One dish that skilfully incorporates many winter ingredients is Borscht. Borscht Recipe Instructions Borscht is originally Ukrainian but is quite common in Russia and Poland too. In Ukraine, borscht symbolizes a strong family. I find this very interesting because not only does this dish bring a family together, it also strengthens the body and therefore the family.

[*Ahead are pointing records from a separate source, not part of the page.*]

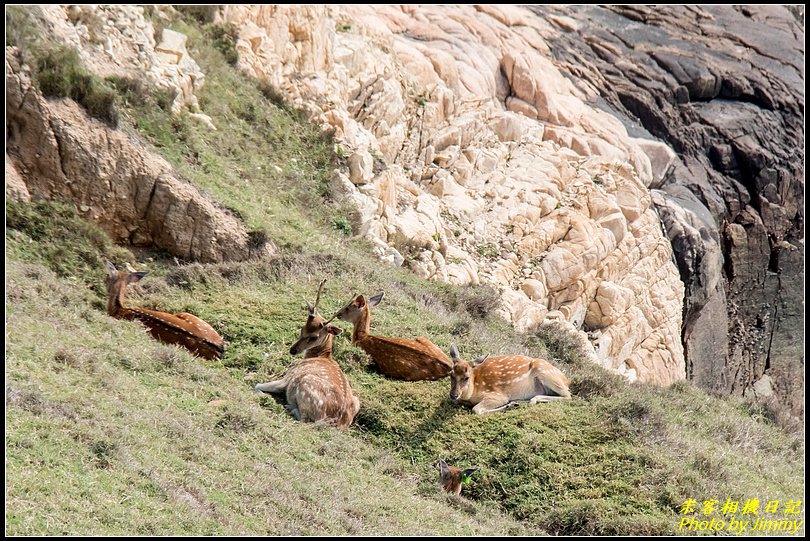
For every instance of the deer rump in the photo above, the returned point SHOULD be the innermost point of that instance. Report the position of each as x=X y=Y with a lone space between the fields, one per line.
x=311 y=390
x=541 y=379
x=169 y=329
x=408 y=360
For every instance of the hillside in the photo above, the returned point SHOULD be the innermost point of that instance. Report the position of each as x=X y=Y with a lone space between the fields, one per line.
x=111 y=433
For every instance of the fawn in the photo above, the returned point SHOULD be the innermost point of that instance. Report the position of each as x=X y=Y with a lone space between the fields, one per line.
x=494 y=383
x=183 y=329
x=317 y=389
x=451 y=478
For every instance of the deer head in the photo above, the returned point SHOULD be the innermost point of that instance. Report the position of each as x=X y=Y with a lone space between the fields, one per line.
x=116 y=282
x=461 y=378
x=357 y=306
x=451 y=478
x=316 y=331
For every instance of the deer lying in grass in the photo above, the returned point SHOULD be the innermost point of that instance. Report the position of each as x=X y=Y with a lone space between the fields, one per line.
x=451 y=478
x=401 y=358
x=183 y=329
x=502 y=381
x=317 y=389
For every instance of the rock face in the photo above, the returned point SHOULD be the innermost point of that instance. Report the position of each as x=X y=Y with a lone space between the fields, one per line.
x=120 y=41
x=57 y=150
x=724 y=86
x=469 y=157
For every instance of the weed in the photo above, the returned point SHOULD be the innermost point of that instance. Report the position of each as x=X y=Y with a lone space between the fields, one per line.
x=60 y=74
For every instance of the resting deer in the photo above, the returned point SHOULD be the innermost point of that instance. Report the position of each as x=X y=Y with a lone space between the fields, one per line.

All the ingredients are cooked in a clay pot where flavours mingle resulting in a wholesome, rich, hearty, and gorgeous borscht. In the past, borscht was eaten almost every day, served on holidays and at special occasions. Try this winter[1]friendly recipe for borscht

Borscht Recipe


• 500 gms boneless Beef: sirloin or stew meat

• 14 cups cold water

• 1 Tbsp salt + more to taste

• 2 large or 3 medium beets, washed, peeled and grated

• 4 Tbsp olive oil

• 1 Tbsp vinegar

• 1 Tbsp sugar

• 2 Tbsp tomato sauce, or paste (or 3 Tbsp ketchup)

• 1 Tbsp unsalted butter

• 1 medium onion, finely diced

• 2 carrots, grated

• 2 large or 3 medium potatoes, peeled and sliced into bite-sized pieces

• 1/2 head of small cabbage, sliced

• 2 tomatoes, peeled and diced

• 2 bay leaves

• 1/4 tsp freshly ground pepper

• 1/4 cup chopped fresh parsley + more for garnish

• 2 cloves garlic, pressed

• Garnish: Sour cream and fresh sprigs of parsley or dill.


• Wash meat in cold water, cut into 1” pieces and place in a large soup pot with cold water and 1 Tbsp salt. Bring it to a boil and remove the foam as soon as it boils.

• Reduce heat, partially cover and simmer 45 minutes - 1 hr, periodically skimming off any foam that rises to the top.

• Grate beets on the large grater holes. Place them in a large heavy-bottom skillet with olive oil and vinegar and saute for 5 minutes, then reduce heat to med/low and add sugar and tomato sauce.

• Mix thoroughly and saute while stirring occasionally (about 10 min). Remove from pan and set aside.

• In the same skillet, sauté onion in butter for 2 min.

• Add grated carrot and sauté another 5 min or until softened, adding more oil if it seems too dry.

• Once the meat has been cooking at least 45 min, place sliced potatoes into the soup pot and cook 10 min, then add cabbage, sautéed beets, onion & carrot, and chopped tomatoes.

• Cook another 10 minutes or until potatoes can be easily pierced with a fork.

• Add 2 bay leaves, 1/4 tsp pepper, and salt to taste if required.

• Chop parsley and press the garlic then stir them into the soup pot, immediately cover and remove from heat. Let the pot rest covered for 20 minutes for the flavors to meld before serving with a dollop of sour cream and a garnish of dill.